What has that meant for bear funds? Some ProShares and Direxion equity funds focusing on China, real estate, precious metals and emerging markets, for instance, are up by a range of 45 percent to 127 percent. In the week ending October 23, these same funds rose by 22 percent or more.
Overall, according to Lipper, dedicated short-bias funds have risen 64 percent year to date. General U.S. Treasury funds are up 5.12 percent. In contrast, gold-oriented funds have declined 58 percent, and emerging-market funds about 59 percent.
Pimco's Total Return Institutional bond fund has a flat performance for the year through October 23; for the past 12 months, it has risen about 2 percent. According to the latest Lipper research, this bond fund includes about $78.6 billion of assets.
American Funds Growth Fund of America, with assets of $71.3 billion, is down about 38 percent. Fidelity's Contrafund, with $61.8 billion in assets, has declined 37 percent.
Lipper's fixed-income mutual fund data show that some categories are in positive territory for the third quarter and year-to-date 2008. Several of these fixed-income categories are general U.S. government fixed, GNMA (for Government National Mortgage Association or Ginnie Mae) and intermediate U.S. government. Over a 10-year period, these categories have returns of roughly 4 percent.
The third week of October sent many investors toward money-market funds, says EPFR Global. Emerging-market equity funds, meanwhile, lost around a tenth of their value. Fund flows during the week were generally negative.

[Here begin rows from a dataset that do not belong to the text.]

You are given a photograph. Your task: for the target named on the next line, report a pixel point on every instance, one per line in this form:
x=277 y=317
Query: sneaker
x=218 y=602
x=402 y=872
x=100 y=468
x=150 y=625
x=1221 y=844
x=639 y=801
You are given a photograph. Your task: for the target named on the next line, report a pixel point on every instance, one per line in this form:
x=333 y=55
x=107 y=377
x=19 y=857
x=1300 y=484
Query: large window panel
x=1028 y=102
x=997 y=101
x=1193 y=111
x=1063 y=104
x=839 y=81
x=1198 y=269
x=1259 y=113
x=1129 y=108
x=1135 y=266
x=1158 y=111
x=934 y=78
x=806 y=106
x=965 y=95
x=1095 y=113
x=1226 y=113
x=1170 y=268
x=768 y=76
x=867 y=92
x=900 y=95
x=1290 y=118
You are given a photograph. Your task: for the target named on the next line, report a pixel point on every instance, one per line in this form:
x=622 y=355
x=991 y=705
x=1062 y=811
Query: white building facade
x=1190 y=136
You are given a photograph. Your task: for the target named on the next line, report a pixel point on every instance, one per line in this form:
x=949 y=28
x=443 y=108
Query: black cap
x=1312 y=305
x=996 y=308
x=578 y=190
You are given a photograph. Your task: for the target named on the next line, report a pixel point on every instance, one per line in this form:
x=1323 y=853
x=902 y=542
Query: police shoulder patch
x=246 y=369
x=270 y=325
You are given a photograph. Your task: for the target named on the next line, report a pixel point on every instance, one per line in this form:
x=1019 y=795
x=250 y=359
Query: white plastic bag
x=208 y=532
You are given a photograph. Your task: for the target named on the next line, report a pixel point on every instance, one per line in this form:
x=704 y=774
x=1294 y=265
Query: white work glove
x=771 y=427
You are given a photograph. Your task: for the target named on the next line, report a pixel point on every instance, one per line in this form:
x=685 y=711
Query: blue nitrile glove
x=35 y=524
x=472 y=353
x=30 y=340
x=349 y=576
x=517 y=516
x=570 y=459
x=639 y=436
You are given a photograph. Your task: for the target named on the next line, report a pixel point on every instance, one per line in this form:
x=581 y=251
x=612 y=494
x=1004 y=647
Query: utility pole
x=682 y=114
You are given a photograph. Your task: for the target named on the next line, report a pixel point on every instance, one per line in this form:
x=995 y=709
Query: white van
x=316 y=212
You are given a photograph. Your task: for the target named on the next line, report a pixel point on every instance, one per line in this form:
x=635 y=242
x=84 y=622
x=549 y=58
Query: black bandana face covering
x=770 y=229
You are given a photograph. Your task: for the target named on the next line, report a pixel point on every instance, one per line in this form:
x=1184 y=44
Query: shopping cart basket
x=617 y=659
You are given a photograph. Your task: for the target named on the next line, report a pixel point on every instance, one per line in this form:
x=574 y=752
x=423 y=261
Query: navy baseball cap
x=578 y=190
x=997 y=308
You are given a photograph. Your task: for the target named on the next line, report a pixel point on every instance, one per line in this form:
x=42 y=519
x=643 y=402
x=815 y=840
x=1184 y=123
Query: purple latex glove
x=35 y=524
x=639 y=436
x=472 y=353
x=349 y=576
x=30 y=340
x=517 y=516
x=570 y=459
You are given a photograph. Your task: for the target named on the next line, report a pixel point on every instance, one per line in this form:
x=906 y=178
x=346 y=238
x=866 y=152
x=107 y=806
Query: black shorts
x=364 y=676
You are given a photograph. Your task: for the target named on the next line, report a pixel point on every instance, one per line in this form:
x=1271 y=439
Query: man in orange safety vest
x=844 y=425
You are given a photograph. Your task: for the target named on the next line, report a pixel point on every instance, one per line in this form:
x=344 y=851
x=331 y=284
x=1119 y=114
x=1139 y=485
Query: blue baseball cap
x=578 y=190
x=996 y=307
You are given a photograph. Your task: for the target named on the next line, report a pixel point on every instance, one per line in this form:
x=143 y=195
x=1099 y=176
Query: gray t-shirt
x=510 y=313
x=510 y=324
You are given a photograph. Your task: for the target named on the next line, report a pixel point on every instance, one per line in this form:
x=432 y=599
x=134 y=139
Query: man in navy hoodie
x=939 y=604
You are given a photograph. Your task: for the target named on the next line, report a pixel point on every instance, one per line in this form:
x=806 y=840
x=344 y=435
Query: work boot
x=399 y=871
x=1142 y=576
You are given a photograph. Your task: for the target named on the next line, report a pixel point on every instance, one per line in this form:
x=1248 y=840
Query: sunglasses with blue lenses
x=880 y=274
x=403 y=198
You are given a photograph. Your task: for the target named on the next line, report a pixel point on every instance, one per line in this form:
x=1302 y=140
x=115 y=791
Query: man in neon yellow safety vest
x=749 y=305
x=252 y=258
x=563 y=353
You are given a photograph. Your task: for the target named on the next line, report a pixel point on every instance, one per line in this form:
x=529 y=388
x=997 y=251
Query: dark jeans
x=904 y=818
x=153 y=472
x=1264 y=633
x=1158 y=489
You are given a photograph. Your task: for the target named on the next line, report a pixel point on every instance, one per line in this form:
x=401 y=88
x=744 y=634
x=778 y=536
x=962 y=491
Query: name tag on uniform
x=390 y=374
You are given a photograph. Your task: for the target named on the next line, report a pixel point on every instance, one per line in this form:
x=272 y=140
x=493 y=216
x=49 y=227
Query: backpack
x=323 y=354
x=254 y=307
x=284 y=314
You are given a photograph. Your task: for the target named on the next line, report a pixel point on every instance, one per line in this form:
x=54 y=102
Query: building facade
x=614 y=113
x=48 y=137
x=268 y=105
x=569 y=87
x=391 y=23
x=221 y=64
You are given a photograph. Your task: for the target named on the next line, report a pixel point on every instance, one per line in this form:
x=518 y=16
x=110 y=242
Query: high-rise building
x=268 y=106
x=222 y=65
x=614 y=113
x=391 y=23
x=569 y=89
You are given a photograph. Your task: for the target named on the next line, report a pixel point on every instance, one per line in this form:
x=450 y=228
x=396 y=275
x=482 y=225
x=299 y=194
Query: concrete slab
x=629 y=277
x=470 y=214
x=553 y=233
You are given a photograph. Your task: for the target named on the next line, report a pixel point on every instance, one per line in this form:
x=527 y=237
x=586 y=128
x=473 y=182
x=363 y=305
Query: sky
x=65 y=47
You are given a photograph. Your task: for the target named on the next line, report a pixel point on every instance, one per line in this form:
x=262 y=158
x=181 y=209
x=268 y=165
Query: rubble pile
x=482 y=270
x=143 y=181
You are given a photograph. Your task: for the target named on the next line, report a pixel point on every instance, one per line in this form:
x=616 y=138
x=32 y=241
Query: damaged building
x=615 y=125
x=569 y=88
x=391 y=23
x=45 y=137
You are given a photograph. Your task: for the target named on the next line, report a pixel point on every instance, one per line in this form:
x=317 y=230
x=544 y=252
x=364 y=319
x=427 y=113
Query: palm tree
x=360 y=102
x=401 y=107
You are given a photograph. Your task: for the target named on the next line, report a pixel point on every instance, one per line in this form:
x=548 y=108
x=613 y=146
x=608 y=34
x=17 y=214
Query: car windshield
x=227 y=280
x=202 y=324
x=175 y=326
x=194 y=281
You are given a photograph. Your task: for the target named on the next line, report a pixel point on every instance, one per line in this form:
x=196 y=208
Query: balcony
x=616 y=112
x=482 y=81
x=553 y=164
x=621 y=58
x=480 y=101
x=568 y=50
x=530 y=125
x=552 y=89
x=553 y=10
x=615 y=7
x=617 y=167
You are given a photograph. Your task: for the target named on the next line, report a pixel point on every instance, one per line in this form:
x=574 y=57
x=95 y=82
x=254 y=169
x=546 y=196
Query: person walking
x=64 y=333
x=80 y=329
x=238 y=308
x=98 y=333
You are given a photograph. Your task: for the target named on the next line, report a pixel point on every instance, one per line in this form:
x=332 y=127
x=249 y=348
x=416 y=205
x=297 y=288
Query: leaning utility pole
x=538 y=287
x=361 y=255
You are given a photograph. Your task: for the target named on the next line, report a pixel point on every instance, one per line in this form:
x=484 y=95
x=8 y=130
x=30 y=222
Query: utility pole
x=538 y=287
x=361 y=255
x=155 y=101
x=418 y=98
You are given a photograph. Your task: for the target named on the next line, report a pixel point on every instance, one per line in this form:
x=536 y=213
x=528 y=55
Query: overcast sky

Overall, only five of the 24 major equity, fixed-income and sector fund groups tracked by EPFR Global managed to post inflows. However, for the second week in a row, outflows were generally modest. For U.S. equity funds, outflows in that period represented just 0.19 percent of assets under management as risk-adverse investors largely stayed put. Funds managed for growth outperformed their value counterparts across all capitalizations, although the latter fared better in flow terms.